На завал он наткнулся примерно на четырехсотом метре. Собственно, даже завалом его назвать было трудно. Не знай Аракелов, что раньше по этому ходу пробирались они дальше, куда дальше, не будь он в этом уверен абсолютно, — тупик, в который он уткнулся, показался бы естественным, изначальным. Ну, заполз в какой-то аппендикс, заплутал в лабиринте ветвящихся ходов… Только не было этого тупика прежде! Был ход, причем как раз в этом месте расширявшийся настолько, что можно становилось — ползком, правда, не поднимая голову, — развернуться; здесь они с Венькой лежали рядышком, обсуждая, куда ползти дальше… Аракелов пощупал, осмотрел, простучал стену перед собой: она казалась монолитной, нечего и думать как-то разгрести завал этот — скала, сплошная скала.
Пятясь, он вернулся на тридцать или сорок метров, свернул в боковое ответвление, которое должно было вывести туда же, к вертикальным каналам Арфы, только более долгим, кружным путем. Однако минут через двадцать убедился, что и здесь путь перекрыт не менее надежно.
Часа два или три, а может быть, и больше — времени он не засекал, — пытался Аракелов пробиться в дальнюю часть лабиринта, но в конце концов вынужден был признать свое поражение и окончательно отступить.
Он вернулся в Колонный храм. Все тело болело — ссадины, царапины, синяки… Да, шорты и безрукавка — не самый подходящий наряд дл спелеолога-любителя. Аракелов отправился к сифону, соединяющему Колонный храм с Первым гротом, умылся: вода была морская, соленая, и потому удовольствия Аракелову эта процедура, мягко говоря, не доставила. Ничего, утешил он себя, это полезно, антисептика это.

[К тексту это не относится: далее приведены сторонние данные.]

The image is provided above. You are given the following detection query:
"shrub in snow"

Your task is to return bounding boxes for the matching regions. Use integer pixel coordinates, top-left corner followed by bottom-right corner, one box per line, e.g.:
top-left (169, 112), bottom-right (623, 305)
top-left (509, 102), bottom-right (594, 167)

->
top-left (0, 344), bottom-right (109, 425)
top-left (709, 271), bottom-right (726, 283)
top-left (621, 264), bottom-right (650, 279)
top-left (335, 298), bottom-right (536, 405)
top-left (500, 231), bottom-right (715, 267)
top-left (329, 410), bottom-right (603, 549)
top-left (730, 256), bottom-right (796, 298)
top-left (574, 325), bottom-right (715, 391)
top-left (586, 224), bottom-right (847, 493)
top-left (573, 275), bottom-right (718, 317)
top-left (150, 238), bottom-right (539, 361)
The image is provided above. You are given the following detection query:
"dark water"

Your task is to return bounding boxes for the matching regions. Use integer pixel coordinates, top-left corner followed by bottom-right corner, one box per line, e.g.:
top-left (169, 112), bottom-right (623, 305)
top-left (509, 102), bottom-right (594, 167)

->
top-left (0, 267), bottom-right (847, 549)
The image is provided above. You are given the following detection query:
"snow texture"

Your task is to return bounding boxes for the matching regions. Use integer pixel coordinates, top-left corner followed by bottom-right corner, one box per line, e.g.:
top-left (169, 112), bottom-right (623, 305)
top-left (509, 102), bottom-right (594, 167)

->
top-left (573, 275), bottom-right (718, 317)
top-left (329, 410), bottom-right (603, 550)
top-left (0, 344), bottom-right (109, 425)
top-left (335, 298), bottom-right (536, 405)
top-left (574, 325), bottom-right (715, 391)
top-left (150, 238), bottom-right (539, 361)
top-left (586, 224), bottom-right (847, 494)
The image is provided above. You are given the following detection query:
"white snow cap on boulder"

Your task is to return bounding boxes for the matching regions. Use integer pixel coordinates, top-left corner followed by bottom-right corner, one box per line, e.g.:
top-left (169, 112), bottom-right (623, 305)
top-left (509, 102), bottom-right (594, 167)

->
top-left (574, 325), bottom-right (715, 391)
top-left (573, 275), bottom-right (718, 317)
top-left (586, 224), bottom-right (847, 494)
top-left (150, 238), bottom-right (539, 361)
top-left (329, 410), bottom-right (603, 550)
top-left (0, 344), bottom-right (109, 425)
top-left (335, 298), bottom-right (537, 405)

Больше ему здесь, в пещерах, делать было нечего. Правда, вылезать наверх — тоже перспектива, прямо скажем, безрадостная. Не хотелось, ой, не хотелось Аракелову встречаться сейчас с Ганшиным. Не сорваться бы, не наговорить бы такого, чего потом вовек себе не простишь: нет ничего бессмысленнее бессильной озлобленности побежденного. Оба они с Ганшиным были уверены — каждый в своей правоте. И у Ганшина хватило сил, характера, возможностей свою правоту, если не доказать, то хотя бы навязать…
Он сидел на краю сифона, свесив ноги в воду. Ганшинский взрыв породил просадки и смещения не только в недрах острова, но и в аракеловских мыслях и чувствах. В них медленно, трудно проходила какая-то перестройка, совершались подспудные духовно-тектонические процессы, осознать которые он пока еще не мог. Но в одном он был уверен. История эта не может кончитьс просто так, ничем, не может остаться лишь одним из эпизодов его, аракеловской, жизни.
Так было уже — тридцать лет назад, когда расформировывали военно-морское училище и курсанту Аракелову пришлось искать себе новое место, новое поприще, новую точку приложения сил в изменившемся после разоружения мире. И он нашел ее, стал батиандром, «духом пучин», и не было дня, даже часа; даже минуты, чтобы пожалел он о своем выборе.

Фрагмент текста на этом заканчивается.